Toner=feinstkörniger Ruß+Bindemittel="Farbe", die durch das Heizelement mit dem Papier "aufgebacken" wird.

----------

## pablo_supertux

Bevor ich mich dafür entscheide, frage ich: dieser Drucke hat schon nen Toner, den muss ich nicht extra kaufen, oder? Wie alt/neu ist der Toner?

----------

## Jinidog

Ich will nur anmerken, dass der Support für Linux seitens Canon nicht gut ist.

Anders sieht es bei HP aus, deren Drucker kosten bei gleicher Produktqualität aber mindestens 20 ¤ mehr.

Ich habe einen i560, für den es zwar mittlerweile einen Treiber gibt, ich ihn aber nicht zum Funktionieren bringe.

Ich  muss auch Windows starten, wenn ich ernsthaft drucken will (ansonsten gibt es für 20$ sehr gut TurboPrint-Treiber, die ich kostenlos bei sehr geringer Qualität nutzen kann).

Ist zwar ärgerlich, man kann aber mit leben.

----------

## zielscheibe

@pablo_supertux

Nein, liegt nicht bei.  :Sad: 

bei diesem Angebot ist alles dabei:

http://cgi.ebay.de/ws/eBayISAPI.dll?ViewItem&category=19561&item=6729757076&rd=1

----------

## pablo_supertux

@zielscheibe: sag mal, du hast nur die Such-Funktion von ebay benutzt?

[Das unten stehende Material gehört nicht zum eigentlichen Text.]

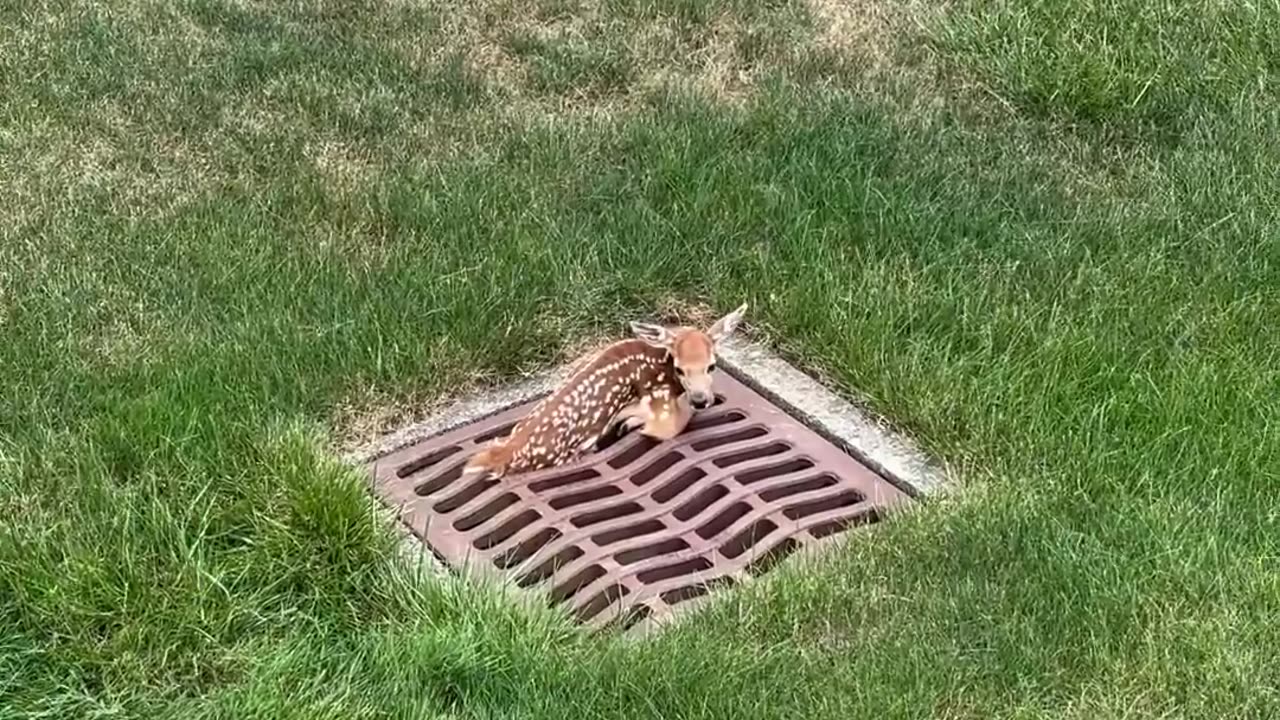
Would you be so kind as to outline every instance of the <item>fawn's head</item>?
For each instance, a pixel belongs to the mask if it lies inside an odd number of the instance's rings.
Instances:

Ich dachte, du wärst der Verkäufer.

Naja, "Gebrauchter Toner", die Frage ist wie lange im Einsatz ist, nicht dass der Toner fast fertig ist.

----------

## zielscheibe

Ja klar, ich verkaufe derzeit keinen Drucker.  :Smile:  Werbung für eigene Angebote verletzt doch sicher die Netiquette.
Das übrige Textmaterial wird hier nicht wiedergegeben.